We thank all of the authors who contributed the five commentaries in response to our target article, published together in this same volume of the journal as a debate. With respect to Dr. Harrison's commentary, we appreciate that he directly addressed the points raised in our article and generally agreed with our criticisms of composites as they are currently constructed. He points out that global cognitive measures are preferred by drug developers in pharma, perhaps driven by U.S. Food and Drug Administration (FDA) draft guidance. He suggests an empirical approach to composites as, first, to test a range of cognitive domains to identify those impacted by a given treatment, and, second, to comprise a composite of those tests for a pivotal efficacy trial. His key points are that most composites have not presented important psychometric data; and that it is important to establish the psychometric characteristics of a composite; to check that the individual test characteristics are preserved; that after individual scales are identified that their combined use is validated in an appropriate study; and that the measures are appropriate for longitudinal assessment in clinical trials.
Dr. Randolph underscores the important distinction between composites that include assessment of daily function such as the Clinical Dementia Rating Scale Sum of Boxes (CDR‐SB), that is endorsed by FDA for early stage Alzheimer's disease (AD) trials, 1 and neuropsychological composites, such as the Repeatable Battery for the Assessment of Neuropsychological Status (RBANS) and Preclinical Alzheimer Cognitive Composite (PACC), as used in secondary prevention or preclinical AD trials as we discussed. 2 He raises the issue of interpreting clinical meaning for neuropsychological composites by referencing normative data. Indeed, this interpretative issue is why the FDA has accepted the potential for a neuropsychological test or battery to be used as a primary outcome or basis for allowing expedited (provisional) approval for prevention trials and has not accepted a neuropsychological test alone for more advanced mild cognitive impairment (MCI), prodromal, or mild AD trials.
We share Dr. Randolph's concern about the over‐reliance and pitfalls in the use of limited neurocognitive data from previous at‐risk AD cohorts to derive composites. For example, Dr. Randolph offers that orientation measures that are over‐represented in these composites and that appear to drive change in early stage AD are useful as measures of anterograde memory. He extends our comments by highlighting the limited measurement of anterograde memory in clinical trials, and that more direct measures could be used such as list learning and memory for stories.

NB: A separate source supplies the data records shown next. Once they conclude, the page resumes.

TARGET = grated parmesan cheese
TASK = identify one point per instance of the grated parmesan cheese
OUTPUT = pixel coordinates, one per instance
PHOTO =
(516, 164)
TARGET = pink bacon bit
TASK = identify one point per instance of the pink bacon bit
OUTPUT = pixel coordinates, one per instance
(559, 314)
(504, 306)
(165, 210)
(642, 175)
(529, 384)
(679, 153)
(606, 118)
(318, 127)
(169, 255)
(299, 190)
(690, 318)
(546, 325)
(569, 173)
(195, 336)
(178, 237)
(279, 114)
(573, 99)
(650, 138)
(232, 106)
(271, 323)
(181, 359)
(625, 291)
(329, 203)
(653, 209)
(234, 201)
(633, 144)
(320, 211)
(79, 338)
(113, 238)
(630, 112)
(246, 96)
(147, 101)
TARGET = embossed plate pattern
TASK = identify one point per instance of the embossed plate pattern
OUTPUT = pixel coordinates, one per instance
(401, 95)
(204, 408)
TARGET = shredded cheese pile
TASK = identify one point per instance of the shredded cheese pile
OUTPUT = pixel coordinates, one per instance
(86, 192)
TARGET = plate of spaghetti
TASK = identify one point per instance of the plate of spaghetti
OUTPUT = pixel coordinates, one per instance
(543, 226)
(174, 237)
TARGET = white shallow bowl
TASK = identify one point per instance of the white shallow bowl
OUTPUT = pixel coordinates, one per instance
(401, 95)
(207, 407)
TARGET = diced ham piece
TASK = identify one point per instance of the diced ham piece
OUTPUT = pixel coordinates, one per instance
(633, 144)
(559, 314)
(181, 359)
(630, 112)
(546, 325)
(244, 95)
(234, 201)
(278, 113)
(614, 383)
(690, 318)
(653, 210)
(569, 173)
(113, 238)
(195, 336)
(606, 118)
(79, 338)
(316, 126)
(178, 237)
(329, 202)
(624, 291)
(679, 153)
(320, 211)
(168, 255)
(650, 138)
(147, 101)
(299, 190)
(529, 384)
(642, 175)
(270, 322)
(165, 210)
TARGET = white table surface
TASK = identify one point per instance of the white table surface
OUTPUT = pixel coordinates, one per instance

Drs. Randolph and Duff raise the issue that a composite measure may capture atypical or broader presentations of cognitive impairment associated with AD (eg, posterior cortical atrophy, primary progressive aphasia). However, in clinical trials, the dominant presentation of early stage AD is with memory impairments and one would expect improvement in memory with any effective drug. Composites that are too broad or that assess neuropsychological domains that are unlikely to change due to a drug may dilute an efficacy signal.
We also strongly agree with Dr. Duff that the behavior of tests within a composite may differ compared to their use on a standalone basis because of interference effects. In fact, we are conducting an National Institutes of Health (NIH)–funded instrument development project with a design that attempts to obviate this concern (Novel Measures of Cognition and Function for Preclinical and Prodromal Alzheimer's Disease Trials, R01 AG051346).
Dr. Duff makes two suggestions for next steps. The first is to take advantage of practice effects to predict patient outcomes in trials; and the second is to develop performance‐based assessments that require patients to carry out steps in daily activities. He mentions the Naturalistic Action Test. 3 This is also reminiscent of the Direct Assessment of Functional Status (DAFS), which was used in clinical trials in the 1990s. 4 We have long advocated for the use of ecologically relevant performance‐based measures, including the University of California San Diego Performance‐Based Skills Assessment (UPSA) and presented data about its use in a series of articles. 5 , 6 The UPSA is now being used in clinical trials of tau antibodies and antivirals, as well as in a Luminosity cognitive training framework. We look forward to the wider use of performance‐based instruments in trials.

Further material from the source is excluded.